During the 4 years under study, two departments from the highlands (Cusco and Puno) and two from the jungle (Madre de Dios and Ucayali) maintained a prevalence of childhood anemia higher than 40%, making this condition a severe public health problem in them. Additionally, due to their proximity to each other, they form a spatial cluster of high prevalence, which suggests that childhood anemia may be caused by the same risk factors within the cluster.

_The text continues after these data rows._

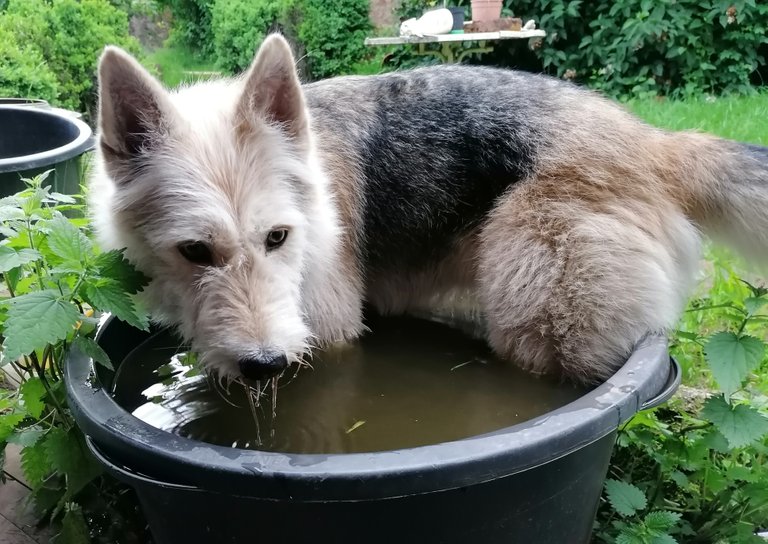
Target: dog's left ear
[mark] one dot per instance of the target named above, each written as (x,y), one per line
(273,91)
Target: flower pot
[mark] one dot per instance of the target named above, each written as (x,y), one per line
(458,19)
(35,138)
(538,481)
(486,10)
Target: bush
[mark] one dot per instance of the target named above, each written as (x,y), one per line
(333,34)
(192,23)
(641,47)
(24,72)
(635,48)
(63,37)
(239,26)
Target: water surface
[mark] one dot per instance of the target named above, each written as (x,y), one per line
(409,382)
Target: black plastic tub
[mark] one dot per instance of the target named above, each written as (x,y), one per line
(35,138)
(536,482)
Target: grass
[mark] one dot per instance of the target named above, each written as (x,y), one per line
(174,62)
(740,118)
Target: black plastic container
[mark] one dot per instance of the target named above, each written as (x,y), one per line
(536,482)
(35,138)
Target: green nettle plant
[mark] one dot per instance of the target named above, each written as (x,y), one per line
(695,471)
(56,285)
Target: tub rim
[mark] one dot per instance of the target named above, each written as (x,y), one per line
(71,149)
(648,378)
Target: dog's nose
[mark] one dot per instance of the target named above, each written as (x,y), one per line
(262,365)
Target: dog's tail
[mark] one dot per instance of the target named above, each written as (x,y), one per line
(723,188)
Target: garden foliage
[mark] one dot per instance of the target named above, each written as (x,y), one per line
(239,26)
(636,48)
(49,48)
(327,34)
(694,471)
(57,283)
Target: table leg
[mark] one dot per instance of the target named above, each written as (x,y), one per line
(482,48)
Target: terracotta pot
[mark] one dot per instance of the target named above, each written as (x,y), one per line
(486,10)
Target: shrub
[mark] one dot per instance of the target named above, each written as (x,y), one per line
(54,279)
(635,47)
(80,30)
(333,34)
(641,47)
(239,26)
(192,23)
(68,36)
(24,72)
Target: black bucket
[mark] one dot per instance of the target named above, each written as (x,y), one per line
(35,138)
(538,482)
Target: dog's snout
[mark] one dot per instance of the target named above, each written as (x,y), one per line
(262,365)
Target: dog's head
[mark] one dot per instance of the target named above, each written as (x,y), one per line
(214,192)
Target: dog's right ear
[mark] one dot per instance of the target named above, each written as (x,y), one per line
(134,109)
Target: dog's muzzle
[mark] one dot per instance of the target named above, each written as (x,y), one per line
(262,365)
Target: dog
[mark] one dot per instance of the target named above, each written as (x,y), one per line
(268,213)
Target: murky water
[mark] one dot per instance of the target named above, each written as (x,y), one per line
(409,382)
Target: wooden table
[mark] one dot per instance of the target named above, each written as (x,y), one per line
(446,53)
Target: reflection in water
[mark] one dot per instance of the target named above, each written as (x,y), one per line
(409,382)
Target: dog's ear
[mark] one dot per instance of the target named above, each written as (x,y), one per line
(134,109)
(273,91)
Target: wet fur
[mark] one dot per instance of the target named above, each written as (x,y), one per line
(568,226)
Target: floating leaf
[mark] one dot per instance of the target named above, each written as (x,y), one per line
(625,498)
(357,425)
(741,424)
(732,357)
(37,319)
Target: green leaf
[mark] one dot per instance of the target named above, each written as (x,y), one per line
(742,473)
(37,319)
(11,258)
(680,478)
(74,530)
(70,457)
(732,357)
(90,348)
(741,424)
(715,441)
(625,498)
(8,422)
(32,392)
(106,295)
(68,242)
(631,535)
(663,539)
(753,304)
(26,438)
(35,463)
(113,265)
(661,521)
(59,197)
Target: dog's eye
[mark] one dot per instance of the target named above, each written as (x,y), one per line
(276,238)
(196,252)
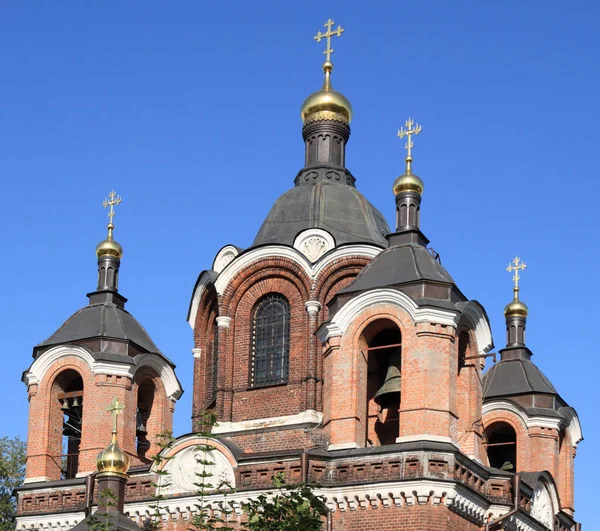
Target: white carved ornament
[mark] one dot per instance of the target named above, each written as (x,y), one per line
(185,466)
(314,243)
(541,506)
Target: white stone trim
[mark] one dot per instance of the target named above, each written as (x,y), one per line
(433,438)
(537,421)
(479,323)
(224,257)
(201,284)
(313,307)
(345,316)
(309,417)
(314,243)
(40,366)
(343,446)
(54,522)
(223,321)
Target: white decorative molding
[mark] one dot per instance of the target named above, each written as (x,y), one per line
(224,257)
(53,522)
(242,261)
(223,321)
(347,313)
(40,366)
(480,324)
(314,243)
(308,418)
(530,421)
(433,438)
(313,308)
(184,466)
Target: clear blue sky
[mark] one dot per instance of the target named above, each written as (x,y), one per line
(190,110)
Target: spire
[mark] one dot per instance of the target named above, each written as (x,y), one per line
(516,311)
(408,188)
(109,252)
(326,116)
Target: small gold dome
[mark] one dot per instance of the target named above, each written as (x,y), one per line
(408,183)
(326,104)
(516,309)
(109,248)
(112,459)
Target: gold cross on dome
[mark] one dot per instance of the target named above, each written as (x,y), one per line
(412,128)
(115,408)
(111,201)
(516,266)
(328,34)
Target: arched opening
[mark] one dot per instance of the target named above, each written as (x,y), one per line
(383,356)
(68,407)
(501,446)
(145,402)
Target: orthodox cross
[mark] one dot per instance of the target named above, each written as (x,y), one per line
(328,51)
(111,201)
(115,408)
(412,128)
(516,267)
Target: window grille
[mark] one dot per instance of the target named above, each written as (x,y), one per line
(215,362)
(270,341)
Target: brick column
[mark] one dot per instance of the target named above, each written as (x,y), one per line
(426,407)
(225,376)
(313,308)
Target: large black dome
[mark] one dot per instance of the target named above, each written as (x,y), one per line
(337,208)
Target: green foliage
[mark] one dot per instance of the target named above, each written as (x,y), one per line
(101,520)
(216,515)
(12,473)
(164,441)
(291,508)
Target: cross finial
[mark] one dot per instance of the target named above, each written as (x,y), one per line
(412,128)
(110,202)
(115,408)
(328,34)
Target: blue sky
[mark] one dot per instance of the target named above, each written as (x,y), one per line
(190,110)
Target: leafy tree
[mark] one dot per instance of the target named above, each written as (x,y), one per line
(12,473)
(293,507)
(209,516)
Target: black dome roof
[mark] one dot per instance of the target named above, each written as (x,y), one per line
(337,208)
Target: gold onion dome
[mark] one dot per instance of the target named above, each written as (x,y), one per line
(326,104)
(112,459)
(516,308)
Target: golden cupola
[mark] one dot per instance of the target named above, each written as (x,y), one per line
(113,460)
(327,104)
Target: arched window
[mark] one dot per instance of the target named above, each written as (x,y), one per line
(269,360)
(502,446)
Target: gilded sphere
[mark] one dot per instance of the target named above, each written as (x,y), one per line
(329,104)
(109,248)
(112,459)
(408,183)
(516,309)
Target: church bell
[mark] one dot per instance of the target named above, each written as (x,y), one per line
(389,393)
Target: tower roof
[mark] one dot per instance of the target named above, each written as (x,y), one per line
(337,208)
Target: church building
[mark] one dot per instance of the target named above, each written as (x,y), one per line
(334,349)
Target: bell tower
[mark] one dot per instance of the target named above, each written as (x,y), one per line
(99,353)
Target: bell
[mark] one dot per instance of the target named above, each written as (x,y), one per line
(389,393)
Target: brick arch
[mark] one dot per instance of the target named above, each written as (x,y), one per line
(44,441)
(516,422)
(245,403)
(278,267)
(468,395)
(160,417)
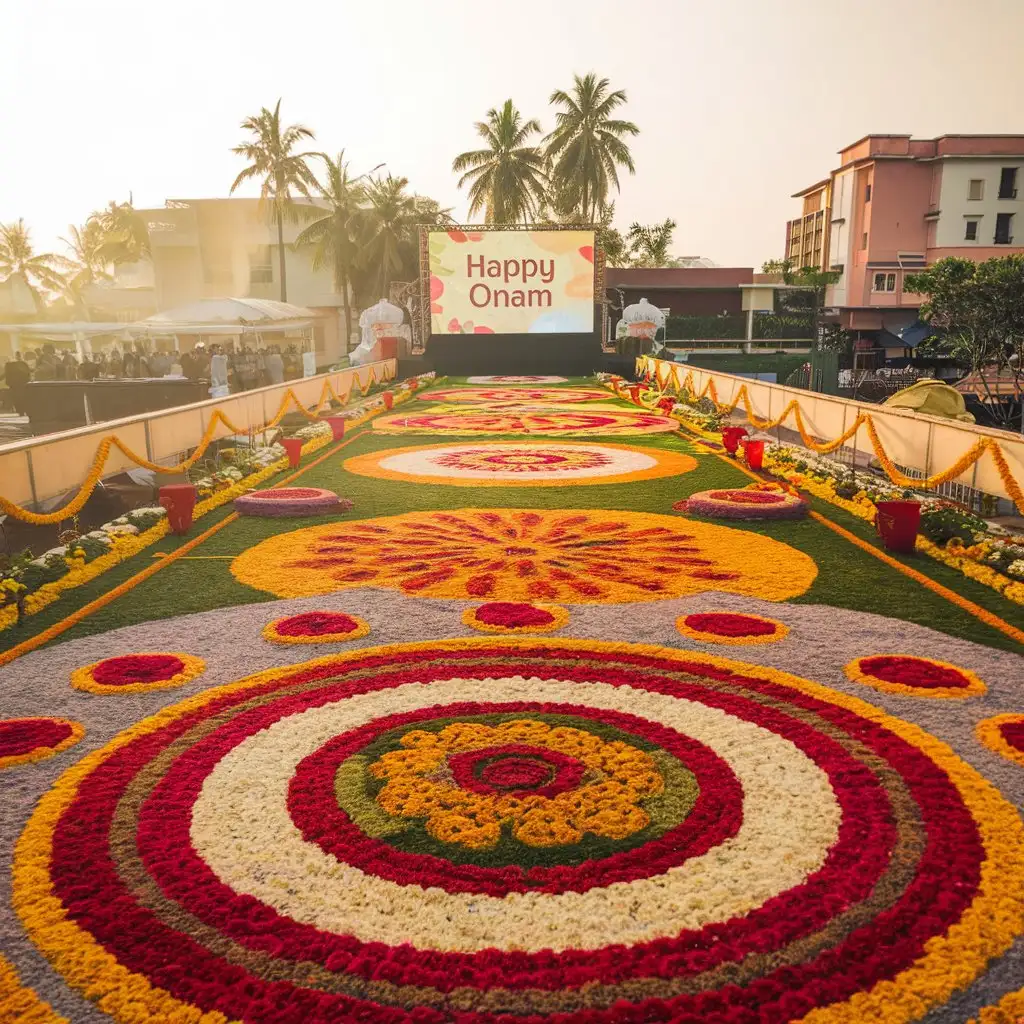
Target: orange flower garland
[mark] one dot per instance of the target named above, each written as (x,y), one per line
(137,673)
(919,677)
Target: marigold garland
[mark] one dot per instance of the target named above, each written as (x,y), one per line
(908,675)
(137,673)
(64,731)
(992,732)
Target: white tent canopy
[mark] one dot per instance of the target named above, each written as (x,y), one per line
(228,316)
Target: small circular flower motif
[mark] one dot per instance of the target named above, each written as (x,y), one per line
(27,739)
(911,676)
(137,673)
(315,627)
(1005,734)
(730,627)
(515,616)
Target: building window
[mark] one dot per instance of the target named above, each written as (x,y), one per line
(260,265)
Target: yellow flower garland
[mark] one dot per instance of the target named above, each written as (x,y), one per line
(987,928)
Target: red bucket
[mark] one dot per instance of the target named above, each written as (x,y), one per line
(731,437)
(293,445)
(897,523)
(754,453)
(179,500)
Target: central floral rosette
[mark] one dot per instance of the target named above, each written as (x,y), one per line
(550,785)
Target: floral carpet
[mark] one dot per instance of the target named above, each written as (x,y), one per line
(549,752)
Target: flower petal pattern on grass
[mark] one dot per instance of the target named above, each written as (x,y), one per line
(588,556)
(809,833)
(290,502)
(515,616)
(26,739)
(137,673)
(316,627)
(526,422)
(1005,734)
(530,465)
(911,676)
(731,627)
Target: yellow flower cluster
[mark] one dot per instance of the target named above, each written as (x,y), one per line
(606,805)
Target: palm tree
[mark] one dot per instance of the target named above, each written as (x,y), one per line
(649,244)
(587,145)
(18,259)
(335,232)
(506,179)
(391,218)
(283,172)
(125,238)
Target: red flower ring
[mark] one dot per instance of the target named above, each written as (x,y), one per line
(731,627)
(291,502)
(516,770)
(740,503)
(27,739)
(515,616)
(920,677)
(1005,734)
(315,627)
(137,673)
(905,865)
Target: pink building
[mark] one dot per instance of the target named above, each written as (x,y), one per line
(895,205)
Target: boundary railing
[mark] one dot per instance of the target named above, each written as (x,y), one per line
(930,450)
(37,470)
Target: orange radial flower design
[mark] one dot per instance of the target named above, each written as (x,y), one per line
(584,556)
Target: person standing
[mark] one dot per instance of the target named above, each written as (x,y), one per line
(16,376)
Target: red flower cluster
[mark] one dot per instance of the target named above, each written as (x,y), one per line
(131,669)
(727,624)
(909,671)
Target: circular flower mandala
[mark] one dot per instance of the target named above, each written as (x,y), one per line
(497,396)
(27,739)
(1005,734)
(536,422)
(511,464)
(731,627)
(526,555)
(137,673)
(548,829)
(515,616)
(911,676)
(315,627)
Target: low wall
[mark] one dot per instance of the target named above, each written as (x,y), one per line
(926,443)
(39,469)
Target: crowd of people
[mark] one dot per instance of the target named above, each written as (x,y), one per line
(241,369)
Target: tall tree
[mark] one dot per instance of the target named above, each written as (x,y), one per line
(588,145)
(125,238)
(506,179)
(284,174)
(335,232)
(390,223)
(649,244)
(17,258)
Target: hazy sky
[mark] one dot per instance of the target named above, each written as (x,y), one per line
(740,102)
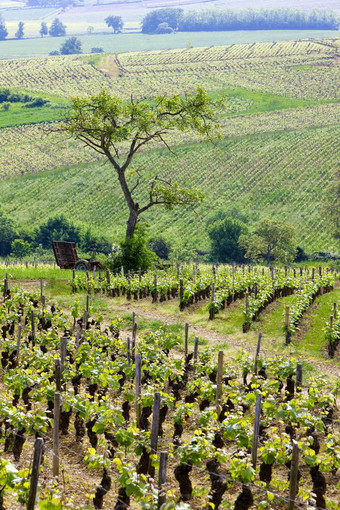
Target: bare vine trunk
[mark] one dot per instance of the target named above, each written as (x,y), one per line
(132,221)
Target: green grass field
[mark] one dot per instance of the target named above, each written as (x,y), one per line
(119,43)
(279,151)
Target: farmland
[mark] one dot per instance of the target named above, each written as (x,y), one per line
(184,337)
(105,433)
(280,137)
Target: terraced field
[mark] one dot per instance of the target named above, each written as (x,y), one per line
(279,153)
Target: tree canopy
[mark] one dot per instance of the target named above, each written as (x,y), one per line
(115,22)
(57,29)
(224,236)
(3,29)
(119,129)
(271,240)
(71,46)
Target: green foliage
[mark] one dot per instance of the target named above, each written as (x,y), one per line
(224,236)
(43,29)
(7,234)
(71,46)
(271,240)
(169,16)
(161,247)
(57,28)
(58,228)
(20,248)
(115,22)
(134,253)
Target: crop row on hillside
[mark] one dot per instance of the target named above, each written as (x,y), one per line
(281,175)
(206,417)
(266,67)
(29,149)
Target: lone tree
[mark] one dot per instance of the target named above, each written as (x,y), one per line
(3,29)
(119,129)
(71,46)
(271,239)
(115,22)
(43,29)
(19,34)
(57,29)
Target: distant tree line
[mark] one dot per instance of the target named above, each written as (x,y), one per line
(20,242)
(172,19)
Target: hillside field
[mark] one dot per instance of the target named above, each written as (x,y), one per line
(278,156)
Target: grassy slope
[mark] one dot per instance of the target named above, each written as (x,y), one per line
(264,175)
(281,173)
(141,42)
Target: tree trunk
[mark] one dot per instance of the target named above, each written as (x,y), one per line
(132,221)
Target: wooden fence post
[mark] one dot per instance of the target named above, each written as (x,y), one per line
(63,345)
(298,383)
(18,343)
(57,374)
(56,421)
(38,448)
(128,350)
(163,464)
(257,352)
(154,430)
(186,337)
(256,430)
(219,382)
(293,481)
(287,324)
(138,378)
(32,326)
(195,348)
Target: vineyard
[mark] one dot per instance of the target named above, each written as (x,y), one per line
(289,168)
(132,415)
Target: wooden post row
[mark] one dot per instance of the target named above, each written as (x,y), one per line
(154,429)
(293,480)
(256,430)
(219,382)
(138,379)
(56,421)
(163,464)
(257,352)
(186,337)
(38,449)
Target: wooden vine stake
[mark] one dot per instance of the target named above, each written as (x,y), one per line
(38,449)
(56,422)
(163,464)
(195,349)
(63,342)
(219,382)
(257,352)
(256,430)
(32,326)
(154,430)
(18,342)
(212,310)
(128,350)
(298,383)
(287,325)
(57,374)
(294,466)
(138,379)
(186,337)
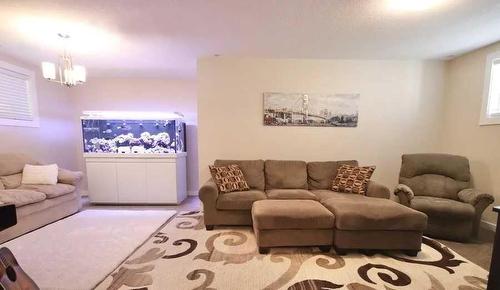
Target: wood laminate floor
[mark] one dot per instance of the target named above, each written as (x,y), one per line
(478,251)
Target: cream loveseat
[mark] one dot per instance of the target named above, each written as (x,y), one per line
(36,205)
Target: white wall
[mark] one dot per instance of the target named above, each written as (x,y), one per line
(462,134)
(142,95)
(400,111)
(56,139)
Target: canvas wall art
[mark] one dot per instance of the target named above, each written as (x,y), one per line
(314,110)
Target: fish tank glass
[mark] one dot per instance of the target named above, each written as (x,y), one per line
(133,132)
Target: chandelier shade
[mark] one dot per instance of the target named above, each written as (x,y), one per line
(64,72)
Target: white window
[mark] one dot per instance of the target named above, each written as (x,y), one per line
(18,103)
(490,112)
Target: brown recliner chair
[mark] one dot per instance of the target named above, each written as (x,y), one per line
(439,185)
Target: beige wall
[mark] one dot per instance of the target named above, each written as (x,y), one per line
(55,140)
(400,111)
(462,134)
(143,95)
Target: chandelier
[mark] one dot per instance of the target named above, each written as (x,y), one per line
(64,72)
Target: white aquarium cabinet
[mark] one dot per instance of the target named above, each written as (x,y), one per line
(136,178)
(135,157)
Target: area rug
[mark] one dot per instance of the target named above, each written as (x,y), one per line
(80,251)
(183,255)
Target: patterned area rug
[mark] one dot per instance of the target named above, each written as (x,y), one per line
(183,255)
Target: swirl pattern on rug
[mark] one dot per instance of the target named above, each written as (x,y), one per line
(183,255)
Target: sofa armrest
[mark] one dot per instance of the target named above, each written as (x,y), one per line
(69,177)
(377,190)
(404,193)
(209,192)
(475,197)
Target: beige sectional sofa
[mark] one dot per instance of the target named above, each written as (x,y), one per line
(36,205)
(351,221)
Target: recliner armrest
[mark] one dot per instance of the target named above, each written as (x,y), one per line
(377,190)
(69,177)
(208,192)
(474,197)
(405,194)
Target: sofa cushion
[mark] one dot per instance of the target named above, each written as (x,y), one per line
(320,174)
(291,214)
(324,194)
(34,208)
(228,178)
(69,177)
(21,197)
(253,171)
(40,174)
(352,179)
(12,163)
(290,194)
(51,191)
(285,174)
(443,208)
(358,212)
(12,181)
(239,200)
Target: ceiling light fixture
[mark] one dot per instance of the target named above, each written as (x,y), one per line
(412,5)
(69,75)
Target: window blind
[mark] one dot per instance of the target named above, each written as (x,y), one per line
(494,96)
(15,101)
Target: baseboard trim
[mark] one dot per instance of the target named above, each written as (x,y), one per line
(192,193)
(488,225)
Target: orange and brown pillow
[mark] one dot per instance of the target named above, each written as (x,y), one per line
(352,179)
(229,178)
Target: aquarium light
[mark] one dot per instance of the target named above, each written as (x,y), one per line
(130,115)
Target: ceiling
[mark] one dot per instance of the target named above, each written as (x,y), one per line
(164,38)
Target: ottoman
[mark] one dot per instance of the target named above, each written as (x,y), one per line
(279,223)
(370,223)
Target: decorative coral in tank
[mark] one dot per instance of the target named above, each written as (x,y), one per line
(132,132)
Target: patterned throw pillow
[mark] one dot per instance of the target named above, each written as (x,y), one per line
(229,178)
(352,179)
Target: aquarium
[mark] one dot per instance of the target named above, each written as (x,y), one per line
(133,133)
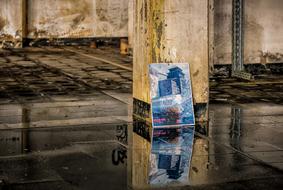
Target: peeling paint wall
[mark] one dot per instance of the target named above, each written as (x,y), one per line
(73,18)
(263,29)
(10,23)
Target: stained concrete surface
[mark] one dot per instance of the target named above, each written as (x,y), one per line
(66,138)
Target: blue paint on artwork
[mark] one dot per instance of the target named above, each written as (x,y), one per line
(171,95)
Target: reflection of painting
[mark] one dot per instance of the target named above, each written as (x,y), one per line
(171,95)
(170,155)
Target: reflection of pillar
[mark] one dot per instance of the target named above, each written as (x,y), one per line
(199,163)
(25,131)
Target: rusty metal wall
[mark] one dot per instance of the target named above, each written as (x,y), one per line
(83,18)
(263,29)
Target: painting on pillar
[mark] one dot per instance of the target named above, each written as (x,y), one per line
(171,95)
(173,123)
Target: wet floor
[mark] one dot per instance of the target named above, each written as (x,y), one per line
(63,138)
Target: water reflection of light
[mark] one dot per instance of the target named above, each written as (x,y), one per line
(170,155)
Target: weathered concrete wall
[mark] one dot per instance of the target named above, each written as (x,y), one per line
(11,19)
(79,18)
(263,29)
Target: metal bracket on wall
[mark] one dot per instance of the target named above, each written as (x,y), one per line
(238,41)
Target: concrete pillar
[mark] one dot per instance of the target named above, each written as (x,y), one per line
(12,23)
(130,24)
(166,31)
(172,31)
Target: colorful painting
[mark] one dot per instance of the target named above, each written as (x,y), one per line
(171,95)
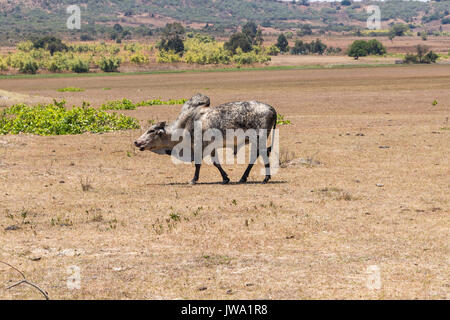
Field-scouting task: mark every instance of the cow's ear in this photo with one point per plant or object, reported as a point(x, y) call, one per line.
point(161, 125)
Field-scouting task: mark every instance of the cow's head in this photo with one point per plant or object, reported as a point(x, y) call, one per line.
point(154, 139)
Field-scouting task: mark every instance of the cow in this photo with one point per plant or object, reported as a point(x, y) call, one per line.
point(242, 115)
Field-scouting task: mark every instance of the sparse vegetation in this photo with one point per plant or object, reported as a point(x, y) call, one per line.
point(70, 89)
point(55, 119)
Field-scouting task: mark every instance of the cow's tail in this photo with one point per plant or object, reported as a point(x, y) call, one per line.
point(273, 132)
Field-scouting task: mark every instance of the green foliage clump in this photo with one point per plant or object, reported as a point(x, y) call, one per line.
point(59, 62)
point(282, 43)
point(167, 56)
point(281, 120)
point(49, 43)
point(316, 46)
point(70, 89)
point(361, 48)
point(272, 50)
point(254, 56)
point(422, 56)
point(79, 65)
point(238, 40)
point(139, 58)
point(158, 102)
point(172, 38)
point(126, 104)
point(29, 66)
point(3, 64)
point(25, 46)
point(109, 64)
point(205, 52)
point(55, 119)
point(123, 104)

A study of 6 rural communities located in the district of Huancarani, Cusco, revealed that the education of the parents was significantly associated with childhood anemia [18]. Another study of 12 villages from the Ollantaytambo district, Cusco, has pointed out that besides the education of the parents, deficiency of iron in their daily diet and the introduction of cow's milk post-breastfeeding were strongly associated with this nutritional problem [19]. It is well known that the introduction of cow's milk at a very early age has detrimental effects on infants [20]. The districts of Huancarani and Ollantaytambo are located in isolated regions of Cusco, and in the aforementioned studies of these two districts, anemia in the surveyed children population was categorized as a severe public health problem. Hence, the high prevalences of childhood anemia in Cusco and Puno between 2015 and 2018 are the very likely product of considerable Andean communities living in isolation, where there are limited family education and lack of iron in their daily diets. It has been indicated as well that these two departments live the second and third largest portions of the Peruvian rural population [21].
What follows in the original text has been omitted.